Guidelines and Limitations for Access Control Rules

  • If you edit an access control rule that is actively in use, the changes do not apply to established connections at deploy-time. The updated rule is used to match against future connections. However, if the system is actively inspecting a connection (for example, with an intrusion policy), it will apply changed matching or action criteria to existing connections.

    For threat defense, you can ensure that your changes apply to all current connections by using the threat defense clear conn CLI command to end established connections. Note that you should only do this if it is acceptable to end those connections, on the assumption that the sources for the connections will then attempt to reestablish the connection and thus be matched appropriately against the new rule.

  • VLAN tags in access rules only apply to inline sets; they cannot be used in access rules applied to firewall interfaces.

  • To use fully-qualified domain name (FQDN) network objects as source or destination criteria, you must also configure DNS for the data interfaces in the platform settings policy. The system does not use the management DNS server setting to do lookups for FQDN objects used in access control rules.

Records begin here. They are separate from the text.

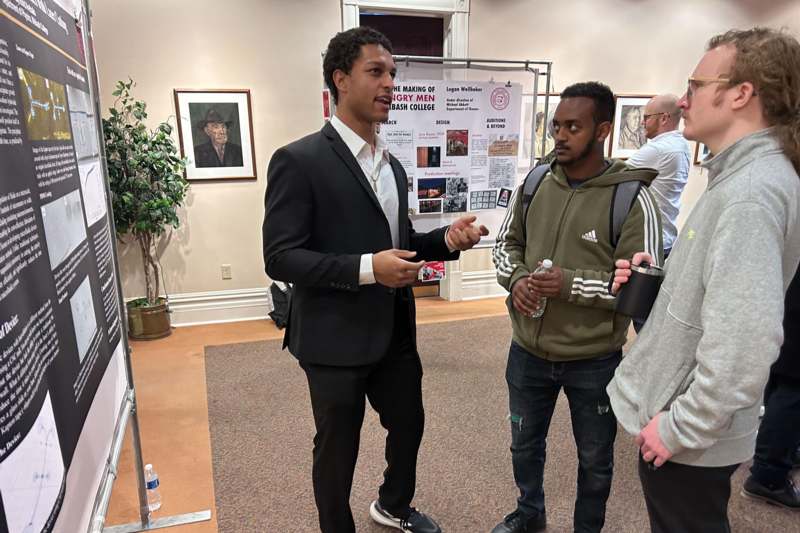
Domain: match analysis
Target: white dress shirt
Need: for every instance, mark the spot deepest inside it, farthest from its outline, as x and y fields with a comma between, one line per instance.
x=669, y=154
x=381, y=177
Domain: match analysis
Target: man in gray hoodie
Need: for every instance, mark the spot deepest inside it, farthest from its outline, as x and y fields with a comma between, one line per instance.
x=690, y=387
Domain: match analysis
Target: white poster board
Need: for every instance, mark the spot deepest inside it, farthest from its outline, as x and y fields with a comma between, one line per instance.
x=459, y=143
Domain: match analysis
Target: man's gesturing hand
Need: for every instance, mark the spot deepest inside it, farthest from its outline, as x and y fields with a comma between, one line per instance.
x=463, y=234
x=392, y=269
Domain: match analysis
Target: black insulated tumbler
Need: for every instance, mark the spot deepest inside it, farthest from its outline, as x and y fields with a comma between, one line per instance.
x=637, y=296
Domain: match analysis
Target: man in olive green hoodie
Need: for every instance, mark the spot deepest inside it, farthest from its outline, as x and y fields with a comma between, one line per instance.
x=577, y=342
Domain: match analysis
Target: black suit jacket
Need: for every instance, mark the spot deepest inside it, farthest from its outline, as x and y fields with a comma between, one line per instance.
x=321, y=215
x=205, y=156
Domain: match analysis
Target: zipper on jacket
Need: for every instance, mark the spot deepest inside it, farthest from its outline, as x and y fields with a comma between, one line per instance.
x=552, y=251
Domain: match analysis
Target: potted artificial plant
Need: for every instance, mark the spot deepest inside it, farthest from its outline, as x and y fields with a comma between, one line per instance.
x=147, y=182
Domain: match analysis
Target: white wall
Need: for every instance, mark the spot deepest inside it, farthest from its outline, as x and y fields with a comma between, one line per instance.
x=272, y=47
x=634, y=46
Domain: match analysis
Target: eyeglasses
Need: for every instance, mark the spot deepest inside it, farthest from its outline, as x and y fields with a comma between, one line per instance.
x=645, y=117
x=698, y=82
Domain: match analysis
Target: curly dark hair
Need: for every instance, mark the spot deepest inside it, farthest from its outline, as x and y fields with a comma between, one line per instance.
x=604, y=104
x=344, y=49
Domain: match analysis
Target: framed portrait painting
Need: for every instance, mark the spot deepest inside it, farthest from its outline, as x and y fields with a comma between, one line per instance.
x=627, y=131
x=534, y=127
x=215, y=128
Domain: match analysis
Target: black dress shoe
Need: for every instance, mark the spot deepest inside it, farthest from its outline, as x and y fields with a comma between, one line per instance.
x=517, y=522
x=787, y=495
x=416, y=522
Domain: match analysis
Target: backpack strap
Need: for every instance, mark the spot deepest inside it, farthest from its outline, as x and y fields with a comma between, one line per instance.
x=625, y=194
x=529, y=188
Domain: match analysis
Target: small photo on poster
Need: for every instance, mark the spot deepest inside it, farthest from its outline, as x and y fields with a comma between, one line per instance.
x=84, y=125
x=44, y=104
x=430, y=206
x=64, y=228
x=457, y=143
x=456, y=186
x=455, y=204
x=84, y=319
x=432, y=271
x=31, y=477
x=93, y=188
x=503, y=197
x=428, y=188
x=482, y=200
x=503, y=145
x=429, y=156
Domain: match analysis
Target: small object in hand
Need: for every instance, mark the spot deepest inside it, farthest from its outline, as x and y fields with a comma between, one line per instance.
x=636, y=297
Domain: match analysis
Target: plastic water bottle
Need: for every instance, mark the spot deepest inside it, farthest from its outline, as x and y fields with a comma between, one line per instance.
x=153, y=496
x=544, y=267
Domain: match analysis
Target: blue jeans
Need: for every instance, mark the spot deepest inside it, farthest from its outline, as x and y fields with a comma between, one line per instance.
x=779, y=433
x=533, y=387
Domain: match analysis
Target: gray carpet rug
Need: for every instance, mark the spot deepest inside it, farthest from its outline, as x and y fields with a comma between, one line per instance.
x=262, y=429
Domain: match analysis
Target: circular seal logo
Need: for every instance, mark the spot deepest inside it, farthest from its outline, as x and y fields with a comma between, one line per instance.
x=500, y=98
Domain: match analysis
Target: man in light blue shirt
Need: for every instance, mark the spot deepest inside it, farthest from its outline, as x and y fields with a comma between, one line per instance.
x=668, y=152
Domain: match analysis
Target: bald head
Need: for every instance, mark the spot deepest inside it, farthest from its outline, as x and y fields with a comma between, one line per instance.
x=661, y=114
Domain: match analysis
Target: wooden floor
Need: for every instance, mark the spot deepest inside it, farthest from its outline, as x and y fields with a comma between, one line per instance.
x=173, y=412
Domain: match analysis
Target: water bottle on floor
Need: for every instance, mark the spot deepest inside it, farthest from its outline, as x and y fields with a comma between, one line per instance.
x=153, y=495
x=544, y=267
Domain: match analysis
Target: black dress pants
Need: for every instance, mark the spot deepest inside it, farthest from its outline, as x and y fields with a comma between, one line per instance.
x=393, y=386
x=686, y=499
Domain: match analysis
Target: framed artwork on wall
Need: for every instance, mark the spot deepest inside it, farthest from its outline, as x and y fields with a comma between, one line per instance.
x=535, y=117
x=701, y=152
x=627, y=132
x=215, y=128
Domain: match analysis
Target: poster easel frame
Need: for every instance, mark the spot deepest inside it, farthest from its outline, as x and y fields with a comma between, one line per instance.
x=128, y=410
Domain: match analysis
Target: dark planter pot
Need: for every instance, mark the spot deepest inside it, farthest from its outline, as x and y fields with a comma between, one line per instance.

    Note that controlling access by FQDN is a best-effort mechanism. Consider the following points:

    • Whenever possible, use Security Intelligence or URL filtering instead of FQDN rules.

    • Because DNS replies can be spoofed, only use fully trusted internal DNS servers.

    • Some FQDNs, especially for very popular servers, can have hundreds if not thousands of IP addresses, and these can frequently change. Because the system uses cached DNS lookup results, users might get addresses that are not yet in the cache, and their connections will not match the FQDN rule. Rules that use FQDN network objects function effectively only for names that resolve to fewer than 100 addresses.

      We recommend that you do not create network object rules for an FQDN that resolves to more than 100 addresses, as the likelihood of the address in a connection being one that has been resolved and available in the DNS cache on the device is low. For these cases, use a URL-based rule instead of an FQDN network object rule.

    • For popular FQDNs, different DNS servers can return a different set of IP addresses. Thus, if your users use a different DNS server than the one you configure, FQDN-based access control rules might not apply to all IP addresses for the site that are used by your clients, and you will not get the intended results for your rules.

    • Some FQDN DNS entries have very short time to live (TTL) values. This can result in frequent recompilation of the lookup table, which can impact overall system performance.

    • If more than 8 FQDNs resolve to the same IP address, the system cannot reliably match traffic to the rules for those FQDN. At most 8 FQDNs per IP address can be handled.

  • The maximum objects per match criteria per access control rule is 200. For example, you can have up to 200 network objects in a single access control rule.